El francés quería para Francia la Cerdaña en su totalidad, España que se
negaba, cedió las aldeas del Norte. Esto permitía a Francia unir el valle del
Carol al Oeste con el Capcir y el Conflent al Este y enlazar todas estas tierras
con el Rosellón. Acordado lo cual Luis y María Teresa contrajeron sus nupcias
en la isla de los Faisanes.
El viajero
pasea por Llívia, allí se instaló y aún se conserva la que fue farmacia más
antigua de Europa; y allí se produjo una nueva reunión entre funcionarios
españoles y franceses, para perfilar los acuerdos conseguidos poco antes por
Mazarino y Haro. España excluyó Llívia del pacto, por no ser aldea, sino villa
desde los tiempos del emperador Carlos V. Francia, que la quería, quiso
comprarla, ofreció 1.000
libras por ella, destacó tropas ante el enclave durante
las negociaciones, que se prolongaron varios meses, pero finalmente, el 12 de
noviembre de 1660 se firmó el tratado de Llívia, que quedó bajo la jurisdicción
española.
El viajero
continúa su marcha hacia el Norte. Mientras recuerda que todo el valle fue
apetecido siempre por ambas naciones pasando de un país a otro en los siglos
siguientes varias veces, llega a la ciudadela de Mont Louis, llave de la
Cerdaña por el Norte. Fue precisamente su situación estratégica la que animó a Luis XIV a encargar al ingeniero militar y
Comisario de Fortificaciones, marqués de Vauban, la fortificación de aquel
lugar desde el que dominar la Cerdaña y defender la entrada al Rosellón. El
viajero supera el foso y se adentra en la población amurallada. Entre
construcciones típicas con sus ventanas protegidas por contraventanas de madera
el viajero llega hasta la iglesia de San Luis, levantada en el siglo XVIII, sin
interés especial, si no fuera por un más que meritorio Cristo en madera de
sicomoro del siglo XV, que el viajero encuentra por casualidad al recorrer su
interior. De mucho provecho resulta también el paseo por sus murallas, pues el
conjunto está declarado como Patrimonio de la Humanidad, y juzga el viajero que
razones hubo para el premio.
Y si bajo el
reinado del Rey Sol fue construida la ciudad fortificada, es el astro solar el
que ha hecho famoso hoy el horno de Mont Louis. Construido a mediados del siglo
XX, consiste en una serie de espejos reflectantes que recogen la radiación
solar haciéndola converger en una pequeña zona donde se concentra toda la luz
solar, que es convertida en energía aprovechable.

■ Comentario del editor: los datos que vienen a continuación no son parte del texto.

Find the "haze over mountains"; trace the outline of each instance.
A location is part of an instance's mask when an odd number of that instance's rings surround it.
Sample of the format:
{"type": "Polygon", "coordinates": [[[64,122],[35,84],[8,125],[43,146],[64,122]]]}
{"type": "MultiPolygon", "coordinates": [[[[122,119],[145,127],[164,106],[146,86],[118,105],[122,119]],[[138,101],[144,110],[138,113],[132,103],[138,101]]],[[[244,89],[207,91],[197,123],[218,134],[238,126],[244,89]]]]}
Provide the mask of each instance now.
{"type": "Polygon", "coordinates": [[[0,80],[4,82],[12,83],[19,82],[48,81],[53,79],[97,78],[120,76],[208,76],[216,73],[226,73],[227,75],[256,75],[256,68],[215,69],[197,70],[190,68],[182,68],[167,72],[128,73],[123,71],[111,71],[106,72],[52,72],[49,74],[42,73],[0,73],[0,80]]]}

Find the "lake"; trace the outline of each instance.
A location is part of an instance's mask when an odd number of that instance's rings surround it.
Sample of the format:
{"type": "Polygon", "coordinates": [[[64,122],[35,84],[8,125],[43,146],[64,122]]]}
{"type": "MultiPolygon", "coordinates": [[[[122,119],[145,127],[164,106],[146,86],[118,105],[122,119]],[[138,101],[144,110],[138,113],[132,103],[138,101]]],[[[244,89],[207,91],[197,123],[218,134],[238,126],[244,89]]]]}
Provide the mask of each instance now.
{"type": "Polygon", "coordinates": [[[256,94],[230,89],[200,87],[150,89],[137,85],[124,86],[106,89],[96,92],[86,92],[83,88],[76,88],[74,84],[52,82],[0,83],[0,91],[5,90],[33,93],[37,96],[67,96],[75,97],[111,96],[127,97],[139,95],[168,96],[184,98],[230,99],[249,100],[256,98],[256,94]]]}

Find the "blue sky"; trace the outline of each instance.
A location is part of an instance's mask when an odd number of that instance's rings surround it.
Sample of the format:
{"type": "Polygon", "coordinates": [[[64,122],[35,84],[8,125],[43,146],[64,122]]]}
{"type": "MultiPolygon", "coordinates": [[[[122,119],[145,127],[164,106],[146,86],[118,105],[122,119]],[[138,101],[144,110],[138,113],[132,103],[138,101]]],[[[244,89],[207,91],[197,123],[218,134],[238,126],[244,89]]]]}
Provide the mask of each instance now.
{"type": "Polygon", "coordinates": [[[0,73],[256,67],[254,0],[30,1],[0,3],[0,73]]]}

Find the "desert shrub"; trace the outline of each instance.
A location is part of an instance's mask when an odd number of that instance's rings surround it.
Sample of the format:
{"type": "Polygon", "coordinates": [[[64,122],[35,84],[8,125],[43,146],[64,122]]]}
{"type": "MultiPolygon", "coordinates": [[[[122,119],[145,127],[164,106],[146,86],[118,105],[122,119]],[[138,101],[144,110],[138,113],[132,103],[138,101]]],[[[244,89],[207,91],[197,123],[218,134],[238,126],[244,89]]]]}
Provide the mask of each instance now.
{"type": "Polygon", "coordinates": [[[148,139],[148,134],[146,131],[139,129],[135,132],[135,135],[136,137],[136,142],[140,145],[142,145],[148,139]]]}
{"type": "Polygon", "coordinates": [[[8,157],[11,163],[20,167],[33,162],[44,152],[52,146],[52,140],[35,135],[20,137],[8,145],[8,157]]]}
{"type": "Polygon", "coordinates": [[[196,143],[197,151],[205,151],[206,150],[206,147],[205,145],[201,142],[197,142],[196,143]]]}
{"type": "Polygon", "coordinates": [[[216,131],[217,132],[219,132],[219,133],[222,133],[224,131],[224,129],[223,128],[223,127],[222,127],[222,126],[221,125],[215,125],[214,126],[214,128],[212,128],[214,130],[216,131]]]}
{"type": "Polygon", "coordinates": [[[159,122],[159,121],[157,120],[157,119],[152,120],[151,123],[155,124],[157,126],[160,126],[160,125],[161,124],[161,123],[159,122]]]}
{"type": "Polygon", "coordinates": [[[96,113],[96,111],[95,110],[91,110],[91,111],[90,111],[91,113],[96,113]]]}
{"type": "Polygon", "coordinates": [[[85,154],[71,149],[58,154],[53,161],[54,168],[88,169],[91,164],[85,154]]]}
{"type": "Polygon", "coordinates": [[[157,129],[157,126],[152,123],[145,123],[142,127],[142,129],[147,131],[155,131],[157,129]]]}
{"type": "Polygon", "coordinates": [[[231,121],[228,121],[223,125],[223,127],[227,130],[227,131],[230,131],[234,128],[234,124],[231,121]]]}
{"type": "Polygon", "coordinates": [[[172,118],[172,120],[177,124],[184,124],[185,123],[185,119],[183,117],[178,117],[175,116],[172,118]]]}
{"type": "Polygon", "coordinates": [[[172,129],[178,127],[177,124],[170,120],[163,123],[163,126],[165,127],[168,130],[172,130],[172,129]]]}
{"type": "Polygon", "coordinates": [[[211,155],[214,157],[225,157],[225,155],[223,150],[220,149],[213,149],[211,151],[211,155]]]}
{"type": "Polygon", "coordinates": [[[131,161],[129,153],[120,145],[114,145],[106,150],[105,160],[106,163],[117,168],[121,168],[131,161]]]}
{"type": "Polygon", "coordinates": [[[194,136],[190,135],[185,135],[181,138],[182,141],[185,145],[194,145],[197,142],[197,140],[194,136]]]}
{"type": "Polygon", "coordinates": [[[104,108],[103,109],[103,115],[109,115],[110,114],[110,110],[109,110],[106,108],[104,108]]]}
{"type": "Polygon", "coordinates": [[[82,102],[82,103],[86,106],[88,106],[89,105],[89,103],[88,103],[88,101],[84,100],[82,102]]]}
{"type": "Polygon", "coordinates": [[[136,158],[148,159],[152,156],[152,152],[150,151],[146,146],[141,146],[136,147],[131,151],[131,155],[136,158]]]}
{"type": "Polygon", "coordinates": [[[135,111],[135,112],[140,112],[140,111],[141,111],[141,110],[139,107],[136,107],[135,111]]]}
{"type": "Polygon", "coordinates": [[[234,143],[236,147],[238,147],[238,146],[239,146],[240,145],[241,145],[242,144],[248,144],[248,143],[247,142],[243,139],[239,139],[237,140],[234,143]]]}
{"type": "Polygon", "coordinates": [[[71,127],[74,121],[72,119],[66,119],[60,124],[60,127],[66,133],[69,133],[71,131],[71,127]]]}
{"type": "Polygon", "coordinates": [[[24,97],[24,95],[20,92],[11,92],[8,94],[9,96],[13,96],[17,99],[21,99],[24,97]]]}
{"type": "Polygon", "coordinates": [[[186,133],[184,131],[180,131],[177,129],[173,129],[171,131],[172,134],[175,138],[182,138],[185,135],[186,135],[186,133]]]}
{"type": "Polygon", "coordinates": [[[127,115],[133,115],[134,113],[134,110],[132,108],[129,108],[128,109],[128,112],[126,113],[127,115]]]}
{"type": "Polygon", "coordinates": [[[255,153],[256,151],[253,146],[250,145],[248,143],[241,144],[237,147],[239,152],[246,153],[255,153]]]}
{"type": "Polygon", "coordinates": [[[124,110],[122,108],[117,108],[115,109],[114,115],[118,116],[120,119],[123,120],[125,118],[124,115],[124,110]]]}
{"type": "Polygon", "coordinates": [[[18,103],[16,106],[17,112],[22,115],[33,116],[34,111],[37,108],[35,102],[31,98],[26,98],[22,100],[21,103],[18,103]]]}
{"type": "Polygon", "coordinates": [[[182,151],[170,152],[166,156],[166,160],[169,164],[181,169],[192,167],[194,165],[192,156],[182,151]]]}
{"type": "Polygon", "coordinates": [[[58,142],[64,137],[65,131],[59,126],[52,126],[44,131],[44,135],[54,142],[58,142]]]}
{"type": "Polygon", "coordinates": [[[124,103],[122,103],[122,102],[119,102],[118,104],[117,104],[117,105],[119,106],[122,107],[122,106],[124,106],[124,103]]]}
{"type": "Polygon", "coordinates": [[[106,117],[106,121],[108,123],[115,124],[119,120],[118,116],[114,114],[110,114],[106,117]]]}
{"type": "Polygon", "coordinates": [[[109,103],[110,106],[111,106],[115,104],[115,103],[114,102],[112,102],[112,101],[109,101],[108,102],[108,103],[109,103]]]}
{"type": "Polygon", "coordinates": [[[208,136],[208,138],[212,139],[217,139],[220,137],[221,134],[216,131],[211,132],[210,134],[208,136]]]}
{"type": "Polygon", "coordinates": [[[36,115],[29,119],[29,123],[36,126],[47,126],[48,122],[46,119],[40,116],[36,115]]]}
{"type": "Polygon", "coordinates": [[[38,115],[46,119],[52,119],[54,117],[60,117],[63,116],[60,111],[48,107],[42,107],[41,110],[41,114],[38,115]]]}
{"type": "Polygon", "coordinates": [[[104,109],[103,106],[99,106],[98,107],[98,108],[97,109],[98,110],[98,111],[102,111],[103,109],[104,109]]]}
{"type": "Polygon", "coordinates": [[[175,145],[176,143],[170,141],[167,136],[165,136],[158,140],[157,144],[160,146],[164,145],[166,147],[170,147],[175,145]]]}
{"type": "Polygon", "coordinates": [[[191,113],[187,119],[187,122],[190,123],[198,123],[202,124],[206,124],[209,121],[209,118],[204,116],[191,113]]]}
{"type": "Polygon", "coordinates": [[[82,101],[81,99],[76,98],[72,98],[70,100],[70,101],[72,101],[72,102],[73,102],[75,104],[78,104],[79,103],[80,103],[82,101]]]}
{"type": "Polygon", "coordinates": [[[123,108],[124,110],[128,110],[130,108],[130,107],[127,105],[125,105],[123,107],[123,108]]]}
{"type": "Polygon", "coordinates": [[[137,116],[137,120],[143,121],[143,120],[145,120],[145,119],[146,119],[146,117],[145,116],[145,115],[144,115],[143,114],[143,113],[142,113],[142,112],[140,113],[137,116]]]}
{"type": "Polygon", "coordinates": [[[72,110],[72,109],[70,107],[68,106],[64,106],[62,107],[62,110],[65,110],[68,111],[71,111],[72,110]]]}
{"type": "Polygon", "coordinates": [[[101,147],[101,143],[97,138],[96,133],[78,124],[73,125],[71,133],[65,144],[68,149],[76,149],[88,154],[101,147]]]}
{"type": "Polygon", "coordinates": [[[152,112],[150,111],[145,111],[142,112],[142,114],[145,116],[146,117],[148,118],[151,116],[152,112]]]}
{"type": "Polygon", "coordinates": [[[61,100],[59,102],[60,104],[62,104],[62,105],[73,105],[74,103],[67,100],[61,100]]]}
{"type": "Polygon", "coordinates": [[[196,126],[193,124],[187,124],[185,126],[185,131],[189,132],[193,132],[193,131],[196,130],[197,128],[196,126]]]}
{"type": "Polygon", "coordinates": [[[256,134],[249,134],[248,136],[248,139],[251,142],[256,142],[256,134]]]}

Quizás las tres mil horas de sol que se asegura iluminan la región hicieron de
Mont Louis el lugar elegido para el primer horno solar, quizás ya, tecnología
superada, pero que al viajero le hace recordar que ya Arquímedes uso con el
espejo ustorio esa potente fuente de calor que es el Sol para vencer al enemigo.
El Sol empieza
a ponerse, es hora de que el viajero termine su andanzas por esta región de los
antiguos ceretanos, dividida entre dos países, de forma tan arbitraria que, aún
después de los acuerdos del siglo XVII, siguió enfrentando a unos y otros hasta
el definitivo amojonamiento y deslinde pactado en 1868 entre Francia y España.